The way homophobia works is kinda complicated. The relevant person (always male, in my experience so far) is gay to some extent, 1% or 100% or somewhere in between, and he buys into cultural norms by which “gay” is considered a bad thing. So, he’s horribly embarrassed about it. He tries to hide it from himself and especially those around him so that they please, please not think he’s gay. It’s sort of the lame-adult version of the 5-year old boy who’s mean to the 5-year old girl whom he’s attracted to. Often the homophobe can manage to keep under control the precarious mess in his head, but what really makes things fall apart is when he feels sexual arousal towards someone in a way that makes him think it means he’s gay. Perhaps his “type” isn’t a big, hairy guy otherwise’d be feeling aroused and embarrassed all the time. But, many guys are attracted to t-girls, and we show up rarely enough. I happen to know that, hot or not, I look androgynous. I have many female traits as to my looks, but I know I don’t look 100% female.
Even with the slightest time-slice of social interaction or observation, most girls immediately figure me out as being a girl. With guys it can go either way. Some successfully figure out I’m basically a girl. Some guys get misled by my too-male-shaped brow and strong jaw, and they think I’m a guy. The homophobe at the front door of the Hampton Inn was in the latter category. If I were obviously a girl this entire thing would have been a non-event. The irony of the whole thing is that I fundamentally AM a girl and so whatever sexual attraction he felt was towards someone who, in the final analysis, is female, so … yeah, supremely ironic, the whole thing.
The homophobe sees me and starts shouting, as in: really loudly. He yells aloud that I’m so hot that if he didn’t have a girl-friend he’d be boffing me SO hard tonight. He didn’t say “boffing” but I’m trying to keep this blog from being R-rated so … you figure it out. On an on he went, yelling out what he’d do to me sexually. Now, keep in mind that this isn’t some budget motel in a bad neighborhood. It’s a pretty classy place. And yet, here’s this guy making a huge spectacle of himself. At some level I assume he intends to make it clear to the world that, oh, he’s being SO ironic and is meaning the exact opposite but the ultimate irony is that deep down, what he says is really what he means. It’s sort of sad that it’s preferable to the homophobe to yell out his deepest confessions in public, to the excuriciating embarrassment of his bewildered-looking girl-friend, rather than face the quiet judgment in his own mind that, hey dude, you might actually be as gay as a Maypole.
By now I’m psychologically impervious to this sort of thing. A thousand years ago, a more-naive version of me might have been puzzled or had her feelings hurt, but now that I understand homophobia I’m clear that it’s really not my issue. I’m just the catalyst.

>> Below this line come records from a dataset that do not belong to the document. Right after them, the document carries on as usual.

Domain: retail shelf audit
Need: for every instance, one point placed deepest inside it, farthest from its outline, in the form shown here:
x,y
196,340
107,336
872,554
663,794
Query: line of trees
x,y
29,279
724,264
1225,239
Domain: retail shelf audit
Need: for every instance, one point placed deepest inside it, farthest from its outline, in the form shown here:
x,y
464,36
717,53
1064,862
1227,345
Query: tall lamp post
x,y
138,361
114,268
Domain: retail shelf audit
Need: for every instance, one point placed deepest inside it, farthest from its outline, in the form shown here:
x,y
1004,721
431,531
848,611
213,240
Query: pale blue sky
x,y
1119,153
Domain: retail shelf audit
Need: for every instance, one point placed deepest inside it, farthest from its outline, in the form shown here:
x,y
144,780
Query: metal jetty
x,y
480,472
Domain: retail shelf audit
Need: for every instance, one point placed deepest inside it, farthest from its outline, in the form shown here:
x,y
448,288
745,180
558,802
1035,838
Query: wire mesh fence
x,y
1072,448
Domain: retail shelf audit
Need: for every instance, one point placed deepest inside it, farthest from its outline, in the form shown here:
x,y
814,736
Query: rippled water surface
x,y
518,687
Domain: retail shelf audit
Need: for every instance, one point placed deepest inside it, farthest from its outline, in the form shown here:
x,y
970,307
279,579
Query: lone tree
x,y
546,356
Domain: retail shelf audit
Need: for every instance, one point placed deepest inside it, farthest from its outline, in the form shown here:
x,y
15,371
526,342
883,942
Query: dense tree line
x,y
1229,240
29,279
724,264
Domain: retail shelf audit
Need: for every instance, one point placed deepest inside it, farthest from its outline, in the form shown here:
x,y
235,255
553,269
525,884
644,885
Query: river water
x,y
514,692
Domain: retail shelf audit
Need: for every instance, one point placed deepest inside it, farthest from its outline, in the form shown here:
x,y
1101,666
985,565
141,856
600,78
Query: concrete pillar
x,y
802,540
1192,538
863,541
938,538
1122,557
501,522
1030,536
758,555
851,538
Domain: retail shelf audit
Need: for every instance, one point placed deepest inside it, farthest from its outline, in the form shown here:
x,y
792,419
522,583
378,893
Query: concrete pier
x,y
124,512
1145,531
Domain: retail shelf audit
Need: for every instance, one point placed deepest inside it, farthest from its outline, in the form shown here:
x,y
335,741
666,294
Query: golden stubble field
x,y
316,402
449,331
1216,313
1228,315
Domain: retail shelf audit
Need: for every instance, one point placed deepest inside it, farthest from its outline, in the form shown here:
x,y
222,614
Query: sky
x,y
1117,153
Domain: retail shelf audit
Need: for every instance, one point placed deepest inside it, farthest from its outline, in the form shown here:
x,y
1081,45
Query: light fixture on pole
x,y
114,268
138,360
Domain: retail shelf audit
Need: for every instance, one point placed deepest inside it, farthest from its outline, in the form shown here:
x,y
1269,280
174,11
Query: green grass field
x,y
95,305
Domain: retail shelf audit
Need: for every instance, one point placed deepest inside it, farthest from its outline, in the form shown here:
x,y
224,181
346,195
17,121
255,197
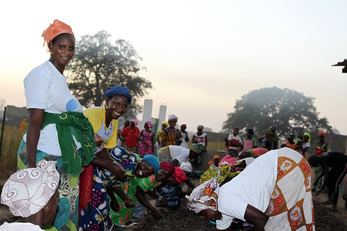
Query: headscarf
x,y
167,166
172,117
149,124
216,157
55,29
27,191
201,127
153,161
308,135
186,166
118,90
228,160
202,196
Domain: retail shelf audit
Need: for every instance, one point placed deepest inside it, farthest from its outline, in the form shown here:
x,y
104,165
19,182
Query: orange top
x,y
55,29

And then, it occurs to me that I triggered this melt-down even in my dressed-down state. I kinda wonder what the reaction would have been had I sashayed past, leaving behind the scent of my fruity perfume, my toned midriff bare, elegantly swishing by on 6-inch stilettos, make-up and hair resplendent, shapely legs and butt looking extra nice. Maybe his head would have exploded.
For what it’s worth, dear pretty lady who is (or was) this guy’s girl-friend: I hope you are reading this, and … you deserve better.